Abrahams and Liddell were also two runners of different backgrounds and motivations; one considered British-Jewish, the other Scottish Protestant, sharing only the same lofty ambition and cavalier spirit.

While staying largely loyal to their experiences at those 1924 Olympics – and truth is at the heart of it – the film occasionally flashes its dramatic licence. Liddell was indeed a devout Christian, withdrawing from the 100m because he would not run on a Sunday. However, he didn’t find that out for the first time when boarding the boat for Paris, as portrayed in the film; he’d learned that some six months in advance, long before his switch to the 400m.

Nor did Abrahams race around the great courtyard at Trinity College at Cambridge (it was Lord Burghley). And while his winning 100m in 1924 against the odds is entirely accurate, it wasn’t a race of truth after his failure in the 200m. The 100m, in fact, preceded the 200m. It takes nothing from the point of their story.

Earlier on Thursday, Team Ireland announced the track and field team of 23 athletes for Paris later this month, and a quick glance through some of the names brought a reminder of the many obstacles they had to overcome, in their own different way, while sticking to their belief and principles that it would all come good in the end.

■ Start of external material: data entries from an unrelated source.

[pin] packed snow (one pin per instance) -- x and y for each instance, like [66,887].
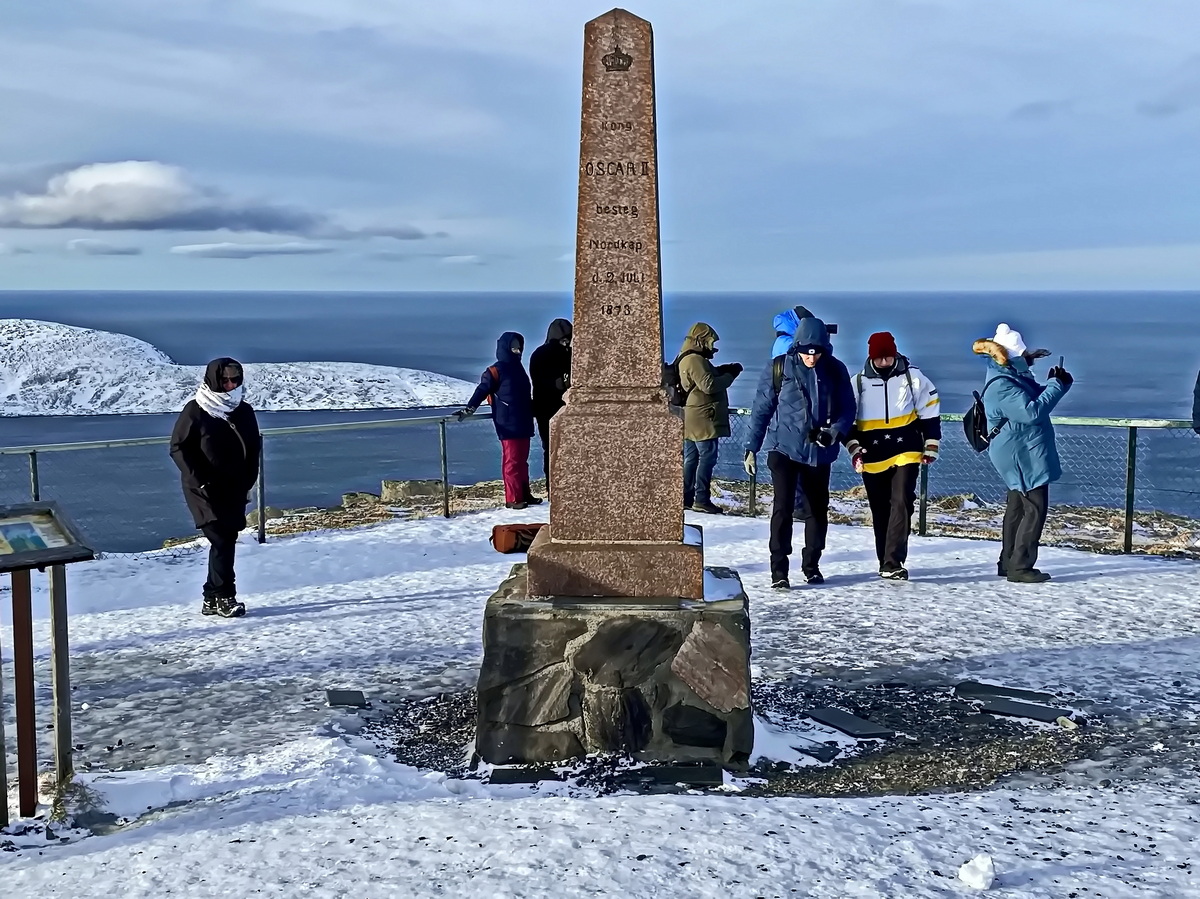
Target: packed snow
[237,779]
[49,369]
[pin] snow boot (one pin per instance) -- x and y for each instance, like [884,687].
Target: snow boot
[229,607]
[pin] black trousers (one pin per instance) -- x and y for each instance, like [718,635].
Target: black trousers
[814,481]
[892,496]
[544,436]
[1024,520]
[222,544]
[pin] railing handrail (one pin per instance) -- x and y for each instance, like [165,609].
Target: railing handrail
[265,432]
[1162,423]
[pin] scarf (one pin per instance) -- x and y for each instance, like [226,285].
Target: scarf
[219,405]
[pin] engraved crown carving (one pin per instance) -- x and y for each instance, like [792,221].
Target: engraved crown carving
[617,60]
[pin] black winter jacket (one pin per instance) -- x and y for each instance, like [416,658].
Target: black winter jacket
[550,370]
[217,457]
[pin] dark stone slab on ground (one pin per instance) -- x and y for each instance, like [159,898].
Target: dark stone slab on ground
[852,725]
[1013,708]
[352,699]
[977,690]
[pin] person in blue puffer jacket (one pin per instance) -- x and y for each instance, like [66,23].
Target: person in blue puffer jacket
[507,387]
[1024,450]
[803,412]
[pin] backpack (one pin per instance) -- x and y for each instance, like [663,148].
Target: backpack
[671,382]
[496,373]
[514,538]
[975,421]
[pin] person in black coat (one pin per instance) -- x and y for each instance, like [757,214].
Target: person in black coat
[550,371]
[216,445]
[505,385]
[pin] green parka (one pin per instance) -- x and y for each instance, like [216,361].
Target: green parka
[706,414]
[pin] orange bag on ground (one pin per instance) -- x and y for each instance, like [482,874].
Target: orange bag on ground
[514,538]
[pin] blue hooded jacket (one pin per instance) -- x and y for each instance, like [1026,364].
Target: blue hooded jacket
[1024,453]
[808,399]
[511,393]
[786,323]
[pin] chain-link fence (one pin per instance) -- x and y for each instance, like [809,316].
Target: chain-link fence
[1131,486]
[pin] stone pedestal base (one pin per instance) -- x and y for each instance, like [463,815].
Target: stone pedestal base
[664,679]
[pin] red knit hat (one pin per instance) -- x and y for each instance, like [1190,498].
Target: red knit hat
[881,345]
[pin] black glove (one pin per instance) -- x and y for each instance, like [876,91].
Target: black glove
[1062,376]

Athletes such as Sharlene Mawdsley, who was left behind from the delayed Tokyo Games three years ago, despite helping the mixed 4x400m relay secure qualification. That experience may have disheartened many, but Mawdsley set herself higher ambitions to also qualify for Paris in the individual 400m – “I wasn’t leaving that unturned this year” – and her time has now come.

Sarah Lavin has already overcome several obstacles of a different sort to make her second Olympics in the 100m hurdles, and more recently Phil Healy did too, missing the World Athletics Championships last year with Hashimoto’s disease, a thyroid gland disorder which left her unable to train or race.

Ireland's Luke McCann at the World Athletics Championships in Budapest in September 2023. Photograph: Morgan Treacy/Inpho
Ireland's Luke McCann at the World Athletics Championships in Budapest in September 2023. Photograph: Morgan Treacy/Inpho

Healy found herself repeatedly contemplating retiring, but something inside of her kept driving her on to Paris. The same with Luke McCann, the 1,500m runner who last December sustained a sacral stress fracture, ruling out any sort of running until the end of March, and an apparent roadblock to his Olympic dream. Three months later, McCann ran 3:33.66 in Stockholm, and at age 26 he’s now Paris-bound along with his sister Jodie, who qualified in the women’s 5,000m.

“I think the other thing about Chariots is the film will still find you out,” Puttnam says. “It has a way of sussing you out. It is saying to you, ‘you too could be like this ...’ And you momentarily think ‘yeah, I could’.

“But are you really committed? Or do you wish you were? Do you wish you were Abrahams able to tell the establishment to f*** off? Do you wish you were Liddell telling the Prince of Wales ‘no’? Because that’s our inner selves, and I think every Olympic Games can still throw up stories not dissimilar, no matter how professional it feels.

“I live on the river in Skibbereen, a tiny community of 1,700 people, and a rowing club with 200 people. Look at what Paul O’Donovan is trying to achieve in Paris now, going for his third Olympic medal.

“There will always be athletes who just defy every form of expectation. And I think that’s something to still cling on to.”

And still at the core of why some Olympic stories will never grow old.